History

United States
- Name: USS Zahma
- Builder: George Lawley & Son, Neponset, Massachusetts
- Launched: 1915
- In service: 26 February 1942
- Out of service: 13 April 1943
- Stricken: 18 July 1944
- Fate: Unknown

General characteristics
- Type: Ketch
- Displacement: 75 tons
- Length: 93 ft (28 m)
- Beam: 20 ft 7 in (6.27 m)
- Draft: 7 ft 9 in (2.36 m)
- Depth of hold: 9 ft 10 in (3.00 m)
- Speed: 8 kn (15 km/h; 9.2 mph)
- Complement: 6 officers and men

= USS Zahma =

U.S. navy ship

USS Zahma (IX-63), an unclassified miscellaneous vessel, was the only ship of the United States Navy to be given that name. A wooden-hulled ketch with an auxiliary engine, she was designed by Bowdoin B. Crowninshield and completed in 1915 at Neponset, Massachusetts, by George Lawley & Son, for John H. Cromwell of Cold Spring Harbor, Long Island, New York. Inspected by the Navy at the entry of the United States into World War I for possible service as a patrol craft, the vessel was rejected as "unsuitable for naval use."

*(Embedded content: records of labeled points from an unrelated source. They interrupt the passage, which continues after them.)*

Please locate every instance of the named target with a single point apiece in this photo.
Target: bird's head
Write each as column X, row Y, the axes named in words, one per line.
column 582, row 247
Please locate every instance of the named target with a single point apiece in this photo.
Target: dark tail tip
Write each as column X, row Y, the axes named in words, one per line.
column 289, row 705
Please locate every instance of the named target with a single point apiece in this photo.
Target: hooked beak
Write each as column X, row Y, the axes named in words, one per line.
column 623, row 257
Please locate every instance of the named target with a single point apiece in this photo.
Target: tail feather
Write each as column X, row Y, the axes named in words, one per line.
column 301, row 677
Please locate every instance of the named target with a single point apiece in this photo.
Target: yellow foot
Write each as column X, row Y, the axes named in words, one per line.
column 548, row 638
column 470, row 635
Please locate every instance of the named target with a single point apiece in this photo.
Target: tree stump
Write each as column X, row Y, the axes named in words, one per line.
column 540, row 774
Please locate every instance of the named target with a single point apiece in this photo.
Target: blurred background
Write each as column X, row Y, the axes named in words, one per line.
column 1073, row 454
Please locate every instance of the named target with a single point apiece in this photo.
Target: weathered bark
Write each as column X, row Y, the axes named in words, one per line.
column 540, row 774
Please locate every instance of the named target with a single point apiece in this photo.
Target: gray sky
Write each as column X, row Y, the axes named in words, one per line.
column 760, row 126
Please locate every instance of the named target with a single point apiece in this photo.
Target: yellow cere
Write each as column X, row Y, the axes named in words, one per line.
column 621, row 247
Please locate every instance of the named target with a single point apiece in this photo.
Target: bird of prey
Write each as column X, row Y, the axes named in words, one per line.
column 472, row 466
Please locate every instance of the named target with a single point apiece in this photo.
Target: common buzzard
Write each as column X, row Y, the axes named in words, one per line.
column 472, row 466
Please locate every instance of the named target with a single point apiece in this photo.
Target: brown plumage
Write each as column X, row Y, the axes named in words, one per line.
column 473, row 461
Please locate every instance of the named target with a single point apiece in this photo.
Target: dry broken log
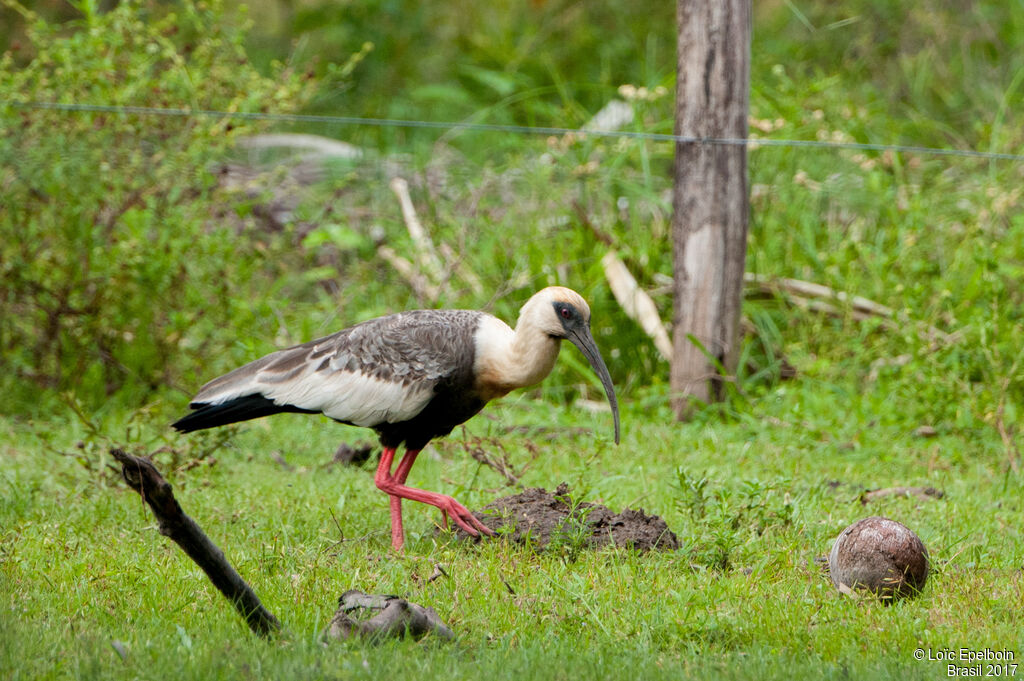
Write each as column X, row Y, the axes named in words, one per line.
column 635, row 302
column 396, row 618
column 143, row 477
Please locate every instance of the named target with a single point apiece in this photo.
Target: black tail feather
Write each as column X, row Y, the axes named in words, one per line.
column 240, row 409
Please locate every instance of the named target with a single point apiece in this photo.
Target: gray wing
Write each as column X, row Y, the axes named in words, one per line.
column 381, row 371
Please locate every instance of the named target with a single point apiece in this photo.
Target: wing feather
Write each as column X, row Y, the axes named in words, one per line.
column 381, row 371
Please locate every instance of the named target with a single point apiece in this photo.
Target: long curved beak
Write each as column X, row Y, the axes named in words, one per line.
column 582, row 338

A quarter of a century later, the exigencies of war changed the Navy's evaluation of the graceful craft, as she was again inspected, this time at the 11th Naval District, in early 1942. Acquired by the Port Director of San Diego, California, from R. J. Rheem on 13 February, Zahma was placed in service on 26 February 1942. Classified as an unclassified miscellaneous vessel and designated IX-63, Zahma was based at San Diego and operated as a local patrol craft into the spring of 1943. Placed out of service on 13 April 1943, her name was struck from the Naval Vessel Register on 18 July 1944.